In view of the fact that defendant Stapleton had pleaded guilty to two previous shootings, that the aggravated assault count was coupled with two murders, and that the jury sentenced him to the maximum sentence of ten years on that count there is no indication that the jury would have made such a recommendation. Furthermore, even if given, it is in the discretion of the trial court whether or not to take the jury’s advice. In light of these factors, the omission of the enumerated charge was clearly harmless error.

*521Argued September 4, 1975 Decided October 29, 1975. Paul J. Jones, Jr., for appellant. Beverly B. Hayes, District Attorney, Arthur K. Bolton, Attorney General, Harrison Kohler, for appellee.

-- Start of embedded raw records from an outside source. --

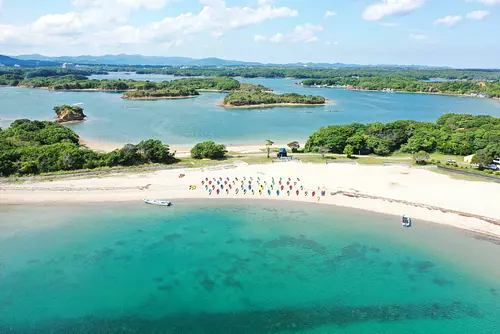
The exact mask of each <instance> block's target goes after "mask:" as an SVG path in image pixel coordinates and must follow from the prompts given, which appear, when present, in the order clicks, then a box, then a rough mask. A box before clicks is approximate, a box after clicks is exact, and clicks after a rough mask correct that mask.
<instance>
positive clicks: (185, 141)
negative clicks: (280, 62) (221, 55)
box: [0, 73, 500, 146]
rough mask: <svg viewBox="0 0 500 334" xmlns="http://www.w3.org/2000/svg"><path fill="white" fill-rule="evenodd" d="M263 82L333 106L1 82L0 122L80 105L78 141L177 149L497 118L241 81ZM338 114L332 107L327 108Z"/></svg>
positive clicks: (355, 93)
mask: <svg viewBox="0 0 500 334" xmlns="http://www.w3.org/2000/svg"><path fill="white" fill-rule="evenodd" d="M94 77H96V78H108V79H117V78H122V79H136V80H151V81H163V80H172V79H174V78H176V77H173V76H160V75H123V74H116V73H115V74H111V75H109V76H94ZM238 80H241V81H242V82H247V83H253V84H262V85H264V86H266V87H270V88H272V89H274V90H275V91H276V92H278V93H285V92H295V93H299V94H307V95H322V96H325V97H326V98H327V99H329V100H330V102H331V104H329V105H325V106H315V107H279V108H265V109H225V108H222V107H220V106H219V104H220V103H221V101H222V100H223V99H224V96H225V94H222V93H201V95H200V96H198V97H196V98H190V99H176V100H157V101H130V100H123V99H122V98H121V96H122V94H121V93H108V92H66V91H58V92H54V91H47V90H41V89H26V88H12V87H0V127H7V126H8V125H9V124H10V123H11V122H12V121H13V120H15V119H20V118H29V119H38V120H53V119H54V117H55V114H54V111H53V110H52V109H53V107H54V106H56V105H61V104H70V105H71V104H78V105H81V106H82V107H83V108H84V109H85V114H86V115H87V116H88V118H87V120H86V121H85V122H82V123H79V124H71V125H68V126H70V127H71V128H72V129H73V130H75V131H76V132H77V133H78V134H79V135H80V136H81V137H82V138H83V139H85V140H88V141H94V142H104V143H110V144H124V143H137V142H138V141H140V140H143V139H148V138H155V139H160V140H162V141H163V142H165V143H168V144H171V145H177V146H183V145H186V146H191V145H193V144H196V143H198V142H200V141H204V140H215V141H217V142H220V143H223V144H226V145H245V144H261V143H262V142H263V141H264V140H265V139H271V140H273V141H275V142H276V141H277V142H280V141H286V142H288V141H292V140H298V141H301V142H304V141H305V140H306V139H307V138H308V137H309V136H310V135H311V134H312V133H313V132H314V131H316V130H318V129H319V128H320V127H322V126H328V125H334V124H346V123H352V122H360V123H370V122H390V121H395V120H399V119H411V120H417V121H435V120H436V119H437V118H438V117H440V116H441V115H443V114H445V113H450V112H454V113H470V114H474V115H478V114H483V115H492V116H496V117H499V116H500V101H498V100H492V99H478V98H470V97H455V96H443V95H439V96H437V95H425V94H403V93H382V92H361V91H348V90H343V89H331V88H307V87H302V86H298V85H296V83H298V82H299V81H298V80H291V79H261V78H258V79H242V78H238ZM332 110H333V111H340V112H329V111H332Z"/></svg>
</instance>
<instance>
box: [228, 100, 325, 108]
mask: <svg viewBox="0 0 500 334" xmlns="http://www.w3.org/2000/svg"><path fill="white" fill-rule="evenodd" d="M328 104H330V103H328V101H325V103H316V104H311V103H266V104H250V105H245V106H233V105H232V104H224V103H220V104H219V107H222V108H226V109H259V108H274V107H323V106H326V105H328Z"/></svg>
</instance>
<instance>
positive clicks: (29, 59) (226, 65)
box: [0, 54, 445, 68]
mask: <svg viewBox="0 0 500 334" xmlns="http://www.w3.org/2000/svg"><path fill="white" fill-rule="evenodd" d="M0 63H1V64H4V65H7V66H12V65H14V64H19V65H21V66H37V65H35V64H39V65H38V66H54V65H59V64H62V63H73V64H81V65H133V66H141V65H142V66H283V67H316V68H346V67H352V68H355V67H358V68H359V67H384V68H390V67H394V68H401V67H404V68H445V67H436V66H421V65H360V64H343V63H288V64H264V63H258V62H246V61H238V60H226V59H221V58H201V59H195V58H189V57H160V56H143V55H126V54H119V55H104V56H74V57H73V56H61V57H47V56H43V55H39V54H30V55H19V56H13V57H7V56H0Z"/></svg>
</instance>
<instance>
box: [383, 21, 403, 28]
mask: <svg viewBox="0 0 500 334" xmlns="http://www.w3.org/2000/svg"><path fill="white" fill-rule="evenodd" d="M380 25H381V26H384V27H397V26H399V24H397V23H391V22H387V23H380Z"/></svg>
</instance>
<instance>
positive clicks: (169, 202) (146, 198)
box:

4. Appellant’s fourth and fifth enumerations of error allege the general grounds and that the jury erred in finding appellant guilty and in fixing the sentences and that the court erred in entering judgment. There was more than ample evidence to support the verdict and sentences. There is thus no merit to these contentions. We therefore affirm the judgment below.

Judgment affirmed.

All the Justices concur, except Gunter, Ingram and Hill, JJ., who dissent.

As the Supreme Court said in Escobedo v. Illinois, 378 U. S. 478, 484, n. 4 (1963), quoting Ashcraft v. Tennessee, 322 U. S. 143, 147, " 'we cannot escape the responsibility of making our own examination of the record.’ Spano v. New York, 360 U. S. 315, 316.”

Although the cases are in some instances unclear as to whether the Fifth Amendment or a statute is being considered, the federal courts are nearly unanimous in holding that the trial court may give the charge on its own motion without committing prejudicial error. See, e.g., Mengarelli v. U. S. Marshal, 476 F2d 617 (9th Cir. 1973); Sullivan v. Scafati, 428 F2d 1023 (1st Cir. 1970); United States v. Carter, 422 F2d 519 (6th Cir. 1970); United States v. Cook, 419 F2d 1306 (5th Cir. 1969); United States v. Wick, 416 F2d 61 (7th Cir. 1969); Caton v. United States, 407 F2d 367 (8th Cir. 1969); United States *520v. Smith, 392 F2d 302 (4th Cir. 1968); United States v. Kelly, 349 F2d 720 (2d Cir. 1965).